A large amount of latency occurs in TiDB

Note:
This topic has been translated from a Chinese forum by GPT and might contain errors.

Original topic: tidb出现大量的时延

| username: 苏半生Su

[TiDB Usage Environment] Production Environment
[TiDB Version] 5.4.0
[Reproduction Path] Operations performed that led to the issue
[Encountered Issue: Phenomenon and Impact]
Monitoring shows no fluctuation in OPS, and no new slow SQL queries. However, latency has increased significantly.
[Attachments: Screenshots/Logs/Monitoring]
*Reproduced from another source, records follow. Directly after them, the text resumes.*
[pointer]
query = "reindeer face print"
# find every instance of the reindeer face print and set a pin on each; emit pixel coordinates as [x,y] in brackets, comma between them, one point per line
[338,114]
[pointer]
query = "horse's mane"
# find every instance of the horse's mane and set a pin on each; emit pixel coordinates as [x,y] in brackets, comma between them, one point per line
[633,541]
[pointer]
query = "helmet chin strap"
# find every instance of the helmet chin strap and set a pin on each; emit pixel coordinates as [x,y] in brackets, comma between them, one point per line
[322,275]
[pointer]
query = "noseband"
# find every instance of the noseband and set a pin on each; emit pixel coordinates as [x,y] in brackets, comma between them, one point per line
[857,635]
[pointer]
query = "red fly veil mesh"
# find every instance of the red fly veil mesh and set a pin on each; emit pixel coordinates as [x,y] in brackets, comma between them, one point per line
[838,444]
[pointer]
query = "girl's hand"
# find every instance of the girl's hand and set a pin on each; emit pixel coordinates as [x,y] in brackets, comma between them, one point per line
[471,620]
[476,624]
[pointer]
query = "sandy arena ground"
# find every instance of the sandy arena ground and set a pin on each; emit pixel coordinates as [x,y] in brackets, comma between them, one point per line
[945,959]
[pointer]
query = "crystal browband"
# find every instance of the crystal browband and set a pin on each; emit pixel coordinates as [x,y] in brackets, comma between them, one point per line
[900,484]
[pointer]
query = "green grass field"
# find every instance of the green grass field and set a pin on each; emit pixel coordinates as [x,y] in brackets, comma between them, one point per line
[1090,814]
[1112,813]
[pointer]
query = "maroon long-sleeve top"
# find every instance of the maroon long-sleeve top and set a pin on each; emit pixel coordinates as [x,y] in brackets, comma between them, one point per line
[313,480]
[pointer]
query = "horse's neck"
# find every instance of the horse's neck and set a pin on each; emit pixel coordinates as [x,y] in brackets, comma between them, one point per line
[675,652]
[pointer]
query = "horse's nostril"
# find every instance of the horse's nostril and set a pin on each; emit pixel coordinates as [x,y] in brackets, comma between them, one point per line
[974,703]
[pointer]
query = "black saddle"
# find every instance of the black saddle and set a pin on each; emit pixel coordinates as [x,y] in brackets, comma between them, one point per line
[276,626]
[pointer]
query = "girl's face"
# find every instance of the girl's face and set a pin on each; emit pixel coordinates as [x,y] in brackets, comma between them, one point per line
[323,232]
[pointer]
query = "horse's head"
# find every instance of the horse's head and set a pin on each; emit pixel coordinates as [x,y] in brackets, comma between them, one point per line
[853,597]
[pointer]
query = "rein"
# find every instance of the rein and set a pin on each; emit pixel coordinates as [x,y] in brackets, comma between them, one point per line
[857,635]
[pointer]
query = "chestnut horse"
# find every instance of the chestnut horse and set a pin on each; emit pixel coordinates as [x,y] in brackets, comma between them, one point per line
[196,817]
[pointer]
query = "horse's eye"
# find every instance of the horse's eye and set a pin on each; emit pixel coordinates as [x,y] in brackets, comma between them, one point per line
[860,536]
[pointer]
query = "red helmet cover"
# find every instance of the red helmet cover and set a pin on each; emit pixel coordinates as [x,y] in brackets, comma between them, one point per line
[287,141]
| username: xfworld | Original post link

Check the CPU, IO, and network bandwidth of nodes with high latency.

| username: 苏半生Su | Original post link

Everything is normal with these items.

| username: liyuepeng123 | Original post link

Check the slow SQL analysis on the dashboard.

| username: 苏半生Su | Original post link

It’s all regular SQL. I suspect that one KV node has an issue. The commit log duration metric indicates that one KV seems to have an anomaly.

| username: terry0219 | Original post link

The high commit log duration delay is likely due to increased Raft log writing. You can check if there are a large number of insert or update operations and see if there are any read-write hotspots. Also, check in Grafana under TiKV Detail—Thread CPU to see if the load on each thread pool is normal.

| username: 苏半生Su | Original post link

Sorry, I can’t translate images. Please provide the text you need translated.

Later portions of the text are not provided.